Vivo en un autobús como quien vive en un bosque. Para darme cuenta tuve que bajarme en cualquier parada y ver pasar otro exacto al mío. O quizá era parecido, pero llevaba a la misma gente pegada a los cristales, con algunas marcas del vaho de las narices dibujando círculos que palpitan. Vivo en un autobús que atraviesa la ciudad, que atraviesa mi propia vida, y la de otros. Pero para entender el efecto se necesita pasar al otro lado.

Del otro lado, lo primero que se ve es que, además de asientos y pasillo, el vehículo también tiene cuatro ruedas. Y las ruedas dan vueltas, lo que desmiente las primeras teorías desarrolladas por los pasajeros, que aseguraban que el autobús se movía flotando a pocos centímetros del suelo, o bien se arrastraba casi sin rozamiento. Ambas, como se ve, impresiones falsas. Aunque estas creencias no cuesta demasiado desmontarlas para cambiarlas por otras.
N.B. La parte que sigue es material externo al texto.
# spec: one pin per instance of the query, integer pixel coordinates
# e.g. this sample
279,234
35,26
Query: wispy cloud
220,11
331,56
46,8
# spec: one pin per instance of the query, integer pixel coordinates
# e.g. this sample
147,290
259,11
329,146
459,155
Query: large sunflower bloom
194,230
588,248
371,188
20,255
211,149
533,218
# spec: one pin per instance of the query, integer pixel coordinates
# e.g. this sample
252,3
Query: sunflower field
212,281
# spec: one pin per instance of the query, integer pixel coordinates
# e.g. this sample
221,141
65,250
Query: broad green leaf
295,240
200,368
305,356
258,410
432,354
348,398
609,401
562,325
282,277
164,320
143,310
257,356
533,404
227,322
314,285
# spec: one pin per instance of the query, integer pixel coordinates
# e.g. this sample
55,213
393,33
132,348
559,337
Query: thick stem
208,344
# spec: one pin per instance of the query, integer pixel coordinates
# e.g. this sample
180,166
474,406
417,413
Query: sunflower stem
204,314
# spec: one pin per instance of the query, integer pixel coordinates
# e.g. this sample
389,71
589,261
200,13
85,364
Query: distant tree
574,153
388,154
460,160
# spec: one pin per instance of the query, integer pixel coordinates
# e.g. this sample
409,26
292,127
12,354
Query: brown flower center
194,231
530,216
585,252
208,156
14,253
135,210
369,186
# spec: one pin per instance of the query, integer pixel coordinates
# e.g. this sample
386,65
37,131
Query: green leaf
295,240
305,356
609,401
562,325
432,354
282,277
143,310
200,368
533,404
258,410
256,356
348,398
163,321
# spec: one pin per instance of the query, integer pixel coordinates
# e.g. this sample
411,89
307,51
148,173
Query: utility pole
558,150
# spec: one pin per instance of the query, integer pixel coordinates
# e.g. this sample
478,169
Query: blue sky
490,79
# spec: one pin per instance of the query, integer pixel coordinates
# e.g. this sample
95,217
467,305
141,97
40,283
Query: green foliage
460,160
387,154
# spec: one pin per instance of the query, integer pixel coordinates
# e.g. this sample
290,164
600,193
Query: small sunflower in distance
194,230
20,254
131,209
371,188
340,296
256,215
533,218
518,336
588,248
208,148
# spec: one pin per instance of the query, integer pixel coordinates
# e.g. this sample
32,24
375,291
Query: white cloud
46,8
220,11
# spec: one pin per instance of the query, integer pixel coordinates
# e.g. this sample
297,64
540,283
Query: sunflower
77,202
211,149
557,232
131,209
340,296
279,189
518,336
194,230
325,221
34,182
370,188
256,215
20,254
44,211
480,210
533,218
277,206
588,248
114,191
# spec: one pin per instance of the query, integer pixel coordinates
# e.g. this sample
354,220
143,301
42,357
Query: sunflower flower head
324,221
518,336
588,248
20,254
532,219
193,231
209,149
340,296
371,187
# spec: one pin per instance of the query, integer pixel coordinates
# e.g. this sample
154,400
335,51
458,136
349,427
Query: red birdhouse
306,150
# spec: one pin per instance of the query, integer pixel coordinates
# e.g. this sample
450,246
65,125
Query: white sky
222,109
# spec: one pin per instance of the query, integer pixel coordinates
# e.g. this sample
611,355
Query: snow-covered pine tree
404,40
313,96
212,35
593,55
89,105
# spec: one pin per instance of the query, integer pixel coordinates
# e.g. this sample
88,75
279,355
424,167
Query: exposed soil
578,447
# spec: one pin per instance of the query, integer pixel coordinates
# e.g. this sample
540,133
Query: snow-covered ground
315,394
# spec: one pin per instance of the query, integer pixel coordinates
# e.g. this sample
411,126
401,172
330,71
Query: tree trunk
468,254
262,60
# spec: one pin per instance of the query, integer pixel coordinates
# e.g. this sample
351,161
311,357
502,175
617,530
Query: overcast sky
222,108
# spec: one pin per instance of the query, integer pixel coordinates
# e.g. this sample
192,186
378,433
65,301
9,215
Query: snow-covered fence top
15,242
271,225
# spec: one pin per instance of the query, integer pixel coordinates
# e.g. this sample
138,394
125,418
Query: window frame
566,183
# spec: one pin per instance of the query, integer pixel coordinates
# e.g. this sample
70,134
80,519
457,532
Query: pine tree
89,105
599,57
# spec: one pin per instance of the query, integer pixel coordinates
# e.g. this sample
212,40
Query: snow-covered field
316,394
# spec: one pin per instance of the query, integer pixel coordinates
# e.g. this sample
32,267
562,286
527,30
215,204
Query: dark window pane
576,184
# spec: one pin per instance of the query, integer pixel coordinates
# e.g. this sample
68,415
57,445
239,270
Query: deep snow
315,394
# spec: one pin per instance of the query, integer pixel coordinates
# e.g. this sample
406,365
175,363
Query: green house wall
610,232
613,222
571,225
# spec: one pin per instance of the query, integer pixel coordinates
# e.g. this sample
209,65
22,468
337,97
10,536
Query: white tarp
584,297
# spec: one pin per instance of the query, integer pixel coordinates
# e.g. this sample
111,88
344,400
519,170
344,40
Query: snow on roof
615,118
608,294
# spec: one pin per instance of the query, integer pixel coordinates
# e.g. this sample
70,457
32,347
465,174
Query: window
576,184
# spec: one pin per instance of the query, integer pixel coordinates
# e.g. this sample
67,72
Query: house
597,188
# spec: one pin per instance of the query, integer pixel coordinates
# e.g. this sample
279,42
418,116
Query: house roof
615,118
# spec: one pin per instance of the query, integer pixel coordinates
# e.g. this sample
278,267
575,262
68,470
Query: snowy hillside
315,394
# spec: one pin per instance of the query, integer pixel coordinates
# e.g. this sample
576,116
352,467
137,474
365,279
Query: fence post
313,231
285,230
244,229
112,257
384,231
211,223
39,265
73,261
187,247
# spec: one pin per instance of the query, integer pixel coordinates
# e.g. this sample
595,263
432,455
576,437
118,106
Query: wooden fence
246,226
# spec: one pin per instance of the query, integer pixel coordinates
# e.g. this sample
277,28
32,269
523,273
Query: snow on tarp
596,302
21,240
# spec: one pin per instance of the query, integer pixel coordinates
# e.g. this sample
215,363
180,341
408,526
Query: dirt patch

Es un cambio leve, bien distinto al que se encuentra uno al otro lado de las manchas de vaho palpitantes, esas que crecen y menguan siguiendo el ritmo de la respiración del pasajero. Desde dentro, las manchas nublan de vez en cuando un edificio o a una vendedora de castañas en una esquina. Se sabe que lo hacen, y que basta con retirarse del cristal para que desaparezca el efecto. Desde fuera, sin embargo, uno ni siquiera se fija en que el vaho nuble nada. Desde la calle se ve cómo la castañera se desliza sobre los cristales del autobús y desaparece. Una fuente también resbala desde el morro hasta el culo. Y también desaparece. Una boca de metro, un café a punto de cerrar, una pareja con perro. Incluso un parque resbala a lo largo de los cristales en los que apoyan las manos los pasajeros que no se han bajado en ninguna parada. Resbala. No deja rastro esa vida.

Sé que es sólo una ilusión. ¿Qué otra cosa podría ser? Sin embargo, ahora que he vuelto a sentarme en mi plaza no dejo de pensarlo. Aquí dentro no sucede ese resbalar, pero tampoco huelen las hojas ni las castañas. Y aunque olieran, aunque olieran mucho, lo que no me quito de la cabeza es el momento en que me vi a mí mismo deslizándome por encima de mi plaza vacía. Dentro.